Tuvo que esconder sus gafas. De noche las guardaba bajo el colchón, en un duro estuche. Tenía miedo que yo las rompiese. Pero no se las rompería. Estaba acostumbrado a tolerar cosas peores.
Fuera de ese detalle, me di cuenta que Iánovka le encantaba. Cambió sus ropas elegantes por las rotosas del campesino. Así debía ser. Se sintió libre de las presiones que aguantaba en Odesa. Y pasó horas en su ámbito más querido, el taller de Iván. Algunas mañanas galopaba hasta Bobrinez. Allí, en la diminuta villa, se paseaba tranquilo con sus espantosas gafas dándose aires de intelectual. Una tarde cayó del caballo porque una piedra le dio en medio de la espalda. Se la había tirado un chico rodeado de cómplices. Lo miraban muertos risa. En el campo no gustan los “doctores” vanidosos.

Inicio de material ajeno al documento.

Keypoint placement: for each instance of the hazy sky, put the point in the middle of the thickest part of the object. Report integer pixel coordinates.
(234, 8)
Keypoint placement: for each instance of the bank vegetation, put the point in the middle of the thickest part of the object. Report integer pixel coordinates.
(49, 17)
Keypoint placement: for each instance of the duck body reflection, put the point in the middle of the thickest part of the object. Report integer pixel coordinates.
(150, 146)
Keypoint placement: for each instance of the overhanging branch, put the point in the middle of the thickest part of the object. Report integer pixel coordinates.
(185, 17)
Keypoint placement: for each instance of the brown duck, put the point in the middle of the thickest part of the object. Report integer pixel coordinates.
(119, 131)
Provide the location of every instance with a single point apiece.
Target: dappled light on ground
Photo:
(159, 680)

Pero Liova no era vanidoso. No. Le encantaba provocar, eso sí. Había provocado con sus gafas y después tuvo la ocurrencia de volver a provocar por otros medios. Un día quiso hacerse notar poniéndose ropa elegante para ir al trabajo. Más ridícula que sus gafas. Sacó de su baúl prendas demasiado finas. No sé para qué las había traído. No sé por qué Monia le permitió transportarlas a Iánovka, donde nadie las usa. Y bien, se las puso. Hacía calor, no era el clima agradable de Odesa. Era el calor de la estepa en verano. Un fuego. A su rebeldía la empujaba el disparate. Vistió un caliente traje de lana. ¡De lana! Con un talle ceñido, al revés de nuestras camisas grandes y ventiladas. Se puso un cinturón de cuero con hebilla de bronce. Cubrió su pelo con una gorra blanca adornada con un escudo y cintas amarillas. Un payaso. Lo miré con rabia. Quise ordenarle que se cambiase. Pero me callé. Me callé para que él mismo reconociera su conducta de idiota.

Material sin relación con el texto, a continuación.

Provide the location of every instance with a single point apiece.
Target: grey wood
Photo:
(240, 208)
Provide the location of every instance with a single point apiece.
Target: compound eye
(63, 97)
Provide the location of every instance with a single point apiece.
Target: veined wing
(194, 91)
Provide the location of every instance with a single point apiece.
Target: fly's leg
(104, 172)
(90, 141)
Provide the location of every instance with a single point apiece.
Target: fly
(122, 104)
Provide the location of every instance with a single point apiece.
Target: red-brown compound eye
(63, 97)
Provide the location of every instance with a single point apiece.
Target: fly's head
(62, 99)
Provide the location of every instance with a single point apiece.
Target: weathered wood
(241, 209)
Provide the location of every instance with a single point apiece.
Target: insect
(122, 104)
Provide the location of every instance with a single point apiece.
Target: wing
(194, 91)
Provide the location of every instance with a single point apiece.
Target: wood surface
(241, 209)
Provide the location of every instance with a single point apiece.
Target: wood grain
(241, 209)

Salimos al campo. Marchó a mi lado con desubicada prestancia, porque dirigíamos la columna de segadores y gavilladores. Nos detuvimos en medio de las mieses y empezamos a cortar con guadañas. Liova no lo había hecho nunca. Antes de irse a Odesa trabajó en el taller de Iván, jugó en el granero, armó un palomar, cazó hurones, coleccionó tarantelas e hizo tareas de la casa y los jardines. Pero no había empuñado una guadaña. El aire parecía provenir de un horno de pan. Los labriegos más afortunados se prendían las blusas con botones de hueso, otros se cubrían con sayas agujereadas y algunos sólo tenían puesta una larga camisa sucia. Sólo Liova estaba vestido como un noble. Gotas de sudor le caían desde la gorra hasta los pies. Eran gruesas y largas como trenzas. Su traje ceñido se mojaba como en una tina. Pero no se aflojó el cinturón, ni desabrochó el cuello, ni abrió la chaqueta. Caprichoso como una mula.
Las guadañas silbaban con notas más hermosas que las de los violines. Liova empezó a golpear con su guadaña. Mal, muy mal.